Junior minister Peter Power with Evelyn Ramorele in Lesotho

Evelyn Ramorele welcomed minister of state Peter Power into her humble home last Friday with more dignity than one would expect of a 49-year-old woman ravaged with HIV/Aids.

She had dressed up for the occasion, decked out in a red blouse and patterned skirt with a bright yellow sun-hat pulled down over her limp hair. She was making a big effort, because it's not every day that a foreign minister comes knocking on her door.

And during the course of the late-morning visit, she spoke frankly about the deadly virus with which she's riddled.

In 2000 Ramorele's doctor began treating her for pulmonary TB. Though it is a symptom that is ubiquitous in people with HIV/Aids, the virus went undetected for the next three years; by the time the correct diagnosis was made, Ramorele was at death's door.

She was in her early 40s, and instead of enjoying her prime as a woman, she was a widow with four children. She had no income and little hope, because she was now harbouring a deathly burden that had taken its toll on South African life.

Since the first case was reported in the United States 30 years ago, Aids has devastated the continent of Africa. In South Africa, a country with one of the highest Aids rates in the world, some 5.7 million – or one in five of the adult population – have Aids. The pandemic is expected to claim 1,000 lives every day this year alone. In crude terms, approximately three South Africans will have died from the disease in the couple of minutes it will take you to read this article.

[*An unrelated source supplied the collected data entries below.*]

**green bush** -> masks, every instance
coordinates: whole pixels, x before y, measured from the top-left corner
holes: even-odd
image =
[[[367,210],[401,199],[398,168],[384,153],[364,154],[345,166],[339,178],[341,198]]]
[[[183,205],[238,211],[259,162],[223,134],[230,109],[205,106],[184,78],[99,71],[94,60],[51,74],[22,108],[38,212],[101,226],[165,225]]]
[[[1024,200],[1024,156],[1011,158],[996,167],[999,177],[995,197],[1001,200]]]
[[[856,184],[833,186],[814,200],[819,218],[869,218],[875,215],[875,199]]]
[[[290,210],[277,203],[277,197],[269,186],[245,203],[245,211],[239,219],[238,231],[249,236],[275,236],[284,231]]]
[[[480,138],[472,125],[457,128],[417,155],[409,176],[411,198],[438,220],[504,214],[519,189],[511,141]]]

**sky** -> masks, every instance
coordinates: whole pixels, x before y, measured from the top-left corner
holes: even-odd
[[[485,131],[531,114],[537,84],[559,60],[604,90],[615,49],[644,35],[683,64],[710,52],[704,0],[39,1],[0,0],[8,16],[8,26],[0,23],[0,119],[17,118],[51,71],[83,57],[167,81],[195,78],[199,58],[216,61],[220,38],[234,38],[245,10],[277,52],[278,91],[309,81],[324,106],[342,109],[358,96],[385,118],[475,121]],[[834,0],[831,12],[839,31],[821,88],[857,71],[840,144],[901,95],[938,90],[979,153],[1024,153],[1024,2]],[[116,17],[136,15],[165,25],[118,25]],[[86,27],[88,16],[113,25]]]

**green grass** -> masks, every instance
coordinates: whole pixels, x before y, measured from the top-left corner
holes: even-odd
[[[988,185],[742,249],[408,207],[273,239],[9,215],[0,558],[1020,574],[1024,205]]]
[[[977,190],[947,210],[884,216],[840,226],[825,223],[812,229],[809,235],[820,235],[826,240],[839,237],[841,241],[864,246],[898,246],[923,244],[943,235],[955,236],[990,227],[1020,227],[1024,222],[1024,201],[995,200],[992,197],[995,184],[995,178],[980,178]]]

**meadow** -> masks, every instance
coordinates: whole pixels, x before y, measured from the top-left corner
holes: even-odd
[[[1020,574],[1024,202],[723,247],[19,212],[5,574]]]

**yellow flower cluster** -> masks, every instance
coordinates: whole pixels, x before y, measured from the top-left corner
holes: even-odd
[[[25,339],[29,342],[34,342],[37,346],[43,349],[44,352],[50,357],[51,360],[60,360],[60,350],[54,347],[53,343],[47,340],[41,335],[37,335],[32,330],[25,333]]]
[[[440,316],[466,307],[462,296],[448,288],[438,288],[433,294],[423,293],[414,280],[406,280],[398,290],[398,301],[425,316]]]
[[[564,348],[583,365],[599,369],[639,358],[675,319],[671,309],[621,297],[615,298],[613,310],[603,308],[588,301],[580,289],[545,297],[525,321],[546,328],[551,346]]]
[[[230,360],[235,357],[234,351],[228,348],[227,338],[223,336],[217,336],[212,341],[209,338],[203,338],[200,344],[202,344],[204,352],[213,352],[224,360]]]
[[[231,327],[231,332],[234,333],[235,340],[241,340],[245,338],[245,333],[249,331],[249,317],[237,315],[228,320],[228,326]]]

But two events helped bring Ramorele back from the brink in 2003: the anti-retroviral drugs which were prescribed to her; and Charity, the home-based carer who was assigned to help her back on her feet and nudge her, physically and mentally, towards a better life.

Seven years on, Evelyn Ramorele says she couldn't imagine life without her helper, flashing a big smile in Charity's direction as she says so. She's not exaggerating when she says she probably wouldn't be alive without her. Charity nods her head slowly in agreement.

Charity is there to administer her round of medicine three times a day. She talks to her, bathes her, ensures she's getting enough nutrients and regularly reminds her when her medication needs to be changed.

"She's like one of the family," Ramorele says. "She cares for me as if she were my daughter. She's like one of us."

Listening to them talk, they are a pair who put a new kind of human face on the HIV/Aids crisis. Though a cure is still a long way off, they have shown that it is as possible to live with Aids as to die from it today.

"I now tell them at the clinic that if there are people who fear they will die from the disease, come and talk to me, that I'm an example that you can live," says Ramorele.

All told, about 700 patients are receiving home-based care from Charity's colleagues in the province of Limpopo today, all of them seriously ill or in the advanced stages of terminal illnesses, while 276 of them are, like Ramorele, people with HIV/Aids.

Irish Aid has been supporting the home-based carers for a number of years. In 2008, €400,000 was allocated to the project. It survived the budget cuts last year and another €400,000 was granted.

"It gives me huge pride to know that we, Irish Aid, are supporting these people and producing these results," Power later told the Sunday Tribune during his visit to South Africa this week.

"It allows me to go home, with my hand on my heart, and tell the government and the people of Ireland that their taxes are being very well spent," he said. "That the people of Ireland are making a difference."